California Family Rights Act (CFRA) is a part of FEHA (Fair Employment and Housing Act) and generally provides that it is unlawful for an employer to refuse an employee’s request for up to 12 weeks of family care and medical leave in a year. An employer is also forbidden from discharging or discriminating against an employee who requests family leave or medical leave. Family care and medical leave includes leave because of an employee’s own serious health condition that makes the employee unable to perform the functions of his position. “Serious health condition” means an illness, injury, impairment, or physical or mental condition that involves either of the following: (a) Inpatient care in a hospital, hospice, or residential care facility; (b) Continuing treatment or continuing supervision by health care provider.
To be eligible for CFRA leave, an employee must have more than 12 months of service with the employer and have at least 1,250.00 hours of service with the employer during the previous 12 months of employment. It is important to note that this condition must be satisfied not at the time the employee suffered an adverse employment action (termination, suspension, etc.), but whether the employee was eligible to take CFRA leave when she took the leave that resulted in adverse employment action.

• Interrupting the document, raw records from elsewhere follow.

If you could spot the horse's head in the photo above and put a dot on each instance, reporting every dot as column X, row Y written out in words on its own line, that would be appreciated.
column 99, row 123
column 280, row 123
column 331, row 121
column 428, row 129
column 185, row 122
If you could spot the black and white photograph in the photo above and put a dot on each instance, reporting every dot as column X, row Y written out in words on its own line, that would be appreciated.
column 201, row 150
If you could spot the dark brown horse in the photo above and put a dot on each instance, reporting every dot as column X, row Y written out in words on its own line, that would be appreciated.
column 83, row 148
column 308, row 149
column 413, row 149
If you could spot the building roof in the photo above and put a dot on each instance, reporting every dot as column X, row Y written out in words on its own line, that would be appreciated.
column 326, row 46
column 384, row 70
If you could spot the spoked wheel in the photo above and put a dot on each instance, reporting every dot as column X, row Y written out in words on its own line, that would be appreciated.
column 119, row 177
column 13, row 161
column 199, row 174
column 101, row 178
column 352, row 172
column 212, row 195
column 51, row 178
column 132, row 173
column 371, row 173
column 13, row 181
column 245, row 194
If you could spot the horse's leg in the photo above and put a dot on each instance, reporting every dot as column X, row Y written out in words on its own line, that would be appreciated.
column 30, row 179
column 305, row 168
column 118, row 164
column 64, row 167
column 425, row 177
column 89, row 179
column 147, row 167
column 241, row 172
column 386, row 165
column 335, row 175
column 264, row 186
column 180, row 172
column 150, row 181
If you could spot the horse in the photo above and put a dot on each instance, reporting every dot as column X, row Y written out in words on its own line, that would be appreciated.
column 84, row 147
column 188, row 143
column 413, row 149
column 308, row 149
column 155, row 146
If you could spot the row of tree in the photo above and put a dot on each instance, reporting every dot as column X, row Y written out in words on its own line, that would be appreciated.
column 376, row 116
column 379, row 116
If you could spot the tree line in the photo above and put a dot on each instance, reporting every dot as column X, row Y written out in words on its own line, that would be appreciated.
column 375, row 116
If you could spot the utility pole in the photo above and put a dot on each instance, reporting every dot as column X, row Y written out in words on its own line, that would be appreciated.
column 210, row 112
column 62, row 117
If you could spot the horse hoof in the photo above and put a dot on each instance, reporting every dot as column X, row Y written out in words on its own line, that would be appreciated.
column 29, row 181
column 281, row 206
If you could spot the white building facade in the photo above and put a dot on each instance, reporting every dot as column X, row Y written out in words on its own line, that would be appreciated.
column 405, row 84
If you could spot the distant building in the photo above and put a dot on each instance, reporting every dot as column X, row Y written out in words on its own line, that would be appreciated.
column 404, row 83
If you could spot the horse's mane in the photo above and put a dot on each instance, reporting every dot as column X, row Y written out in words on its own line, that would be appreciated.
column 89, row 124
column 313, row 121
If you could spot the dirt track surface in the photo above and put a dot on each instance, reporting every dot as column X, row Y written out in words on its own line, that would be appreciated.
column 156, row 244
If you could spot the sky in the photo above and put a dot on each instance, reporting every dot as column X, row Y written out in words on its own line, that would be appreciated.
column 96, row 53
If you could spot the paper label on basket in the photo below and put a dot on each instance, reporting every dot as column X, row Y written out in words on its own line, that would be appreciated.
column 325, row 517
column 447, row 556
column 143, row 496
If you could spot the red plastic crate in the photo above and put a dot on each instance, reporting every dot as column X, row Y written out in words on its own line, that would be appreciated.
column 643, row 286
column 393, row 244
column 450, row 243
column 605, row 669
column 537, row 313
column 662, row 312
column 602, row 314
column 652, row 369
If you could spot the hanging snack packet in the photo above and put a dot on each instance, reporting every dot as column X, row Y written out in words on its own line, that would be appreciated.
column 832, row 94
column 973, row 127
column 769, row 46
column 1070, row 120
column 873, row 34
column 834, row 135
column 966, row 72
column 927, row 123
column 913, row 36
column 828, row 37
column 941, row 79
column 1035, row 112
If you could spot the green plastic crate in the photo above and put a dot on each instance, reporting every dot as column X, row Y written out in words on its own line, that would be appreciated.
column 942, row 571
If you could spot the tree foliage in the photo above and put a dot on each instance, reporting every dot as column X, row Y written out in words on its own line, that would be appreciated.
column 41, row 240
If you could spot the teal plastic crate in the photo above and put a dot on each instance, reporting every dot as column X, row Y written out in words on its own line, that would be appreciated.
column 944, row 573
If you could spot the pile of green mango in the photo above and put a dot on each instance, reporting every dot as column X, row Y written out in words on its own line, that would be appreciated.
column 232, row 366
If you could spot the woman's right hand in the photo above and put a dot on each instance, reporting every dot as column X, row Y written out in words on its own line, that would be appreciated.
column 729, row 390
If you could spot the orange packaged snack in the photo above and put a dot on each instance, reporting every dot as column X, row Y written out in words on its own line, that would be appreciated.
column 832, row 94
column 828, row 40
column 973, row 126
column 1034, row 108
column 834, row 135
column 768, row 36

It is also unlawful to retaliate against an employee for exercising his rights under CFRA. The Dudley v. Caltrans 90 Cal.App.4th 255 was the first court to outline the elements of proving CFRA retaliation, adopting FMLA retaliation analysis used by the federal courts. The court concluded that the elements of retaliation claim under CFRA are as follows: (1) the defendant was the employer covered by CFRA; (2) the plaintiff was an employee eligible to take CFRA leave; (3) the plaintiff exercise her right to take leave for a qualifying CFRA purpose, and (4) the plaintiff suffered an adverse employment action, such as termination, fine, demotion, or suspension because of her exercise of her right to CFRA leave.